On another story, the stories about Hurricane Katrina were all negative regarding the storm - that is, none of them took the position that the storm was a good thing. That doesn’t represent bias, does it?
It’s an impossible topic to really figure out, in my opinion. I listen to the right-wing idiots on the radio in the car, and to Rachel Maddow and Keith Olbermann at night on TV. Both sides think that the media is unfair to their side because of what they’re covering or what they’re failing to cover. Arguments can be made both ways:
The media skewered a Good And True Hardworking American Voter Joe the Plumber! They’re in the tank for Obama!
The media isn’t talking about the Keating Five or Palin’s secessionist husband! They’re in the tank for McCain!
I will agree with part of your premise though about the hurricane. McCain’s campaign has been negative, reckless, and angry. How can the coverage put a nice face on that for a positive story? Today in North Carolina, Governor Palin called Obama a terrorist commie muslim activist. She also gave her $2300 jacket to a local homeless man…
There are different flavors of bias. One type of bias can be giving more favorable coverage to one candidate over another. That appears to have happened in this election, with Obama recieving more favorable coverage than McCain.
The media is not supposed to make the subjective determination that one candidate is “better” than another. They are supposed to report the facts–Candidate X appeared at location Y and said Z. It is, or should be, up to the reader/viewer to determine whether Z is good or bad.
The study makes the mistake of equating number of good things the media has said about Person A over number of good things media has said about Person B to mean the media prefers Person A over Person B.
Or do segments on Thailand’s corrupt government make the media anti-Thailand?
I agree.
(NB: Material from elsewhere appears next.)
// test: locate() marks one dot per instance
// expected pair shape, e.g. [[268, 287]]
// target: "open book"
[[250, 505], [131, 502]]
I think breaking things down in terms of “the media favors THIS CANDIDATE!” (almost always a Democrat, as these charges go) misses the point. I’ve never seen a measurement of that kind of bias that looked reliable, either.
Forget about moral judgement. If one candidate is giving speeches in front of 50,000 cheering voters, and the other is addressing an empty chair convention in a church basement, how can you give them both equally favorable coverage? One campaign is swirling the bowl, the other is seemingly charging to victory, simply reporting the facts will give one more negative coverage than the other.
McCain even went to war against the media because they ganged up on his running mate with “gotcha” questions like “What newspapers do you read?” :rolleyes:
Frankly, McCain got a lot more out of the media than he deserved to get, namely a free way to publicize his increasingly ridiculous attacks on Obama’s character, while never having to face those attacks himself.
How much moral judgment does it take to report that Candidate X was then handcuffed and taken to jail. He’s charged with attempted murder, assault with a deadly weapon, and is expected to be arraigned tommorrow in the Y County Criminal Court. If convicted, he faces a maximum sentence of ________ years in prison.
No need to add “And he’s a poopie head”. Save that for the editorial page.
Let me know when you find any media that actually conforms to that standard besides possibly the AP news bulletins.
Reporting on an election for one of the most powerful jobs in the world should be objective, but that doesn’t entail reserving all judgment. And it also does not mean not reporting critically on morally questionable strategies, if they really seem to be strategies, for instance.
I think there is such a thing as neutral reporting on candidate activities. For example, a source could report every rally held by any candidate, and say where and when and add a transcript of their remarks.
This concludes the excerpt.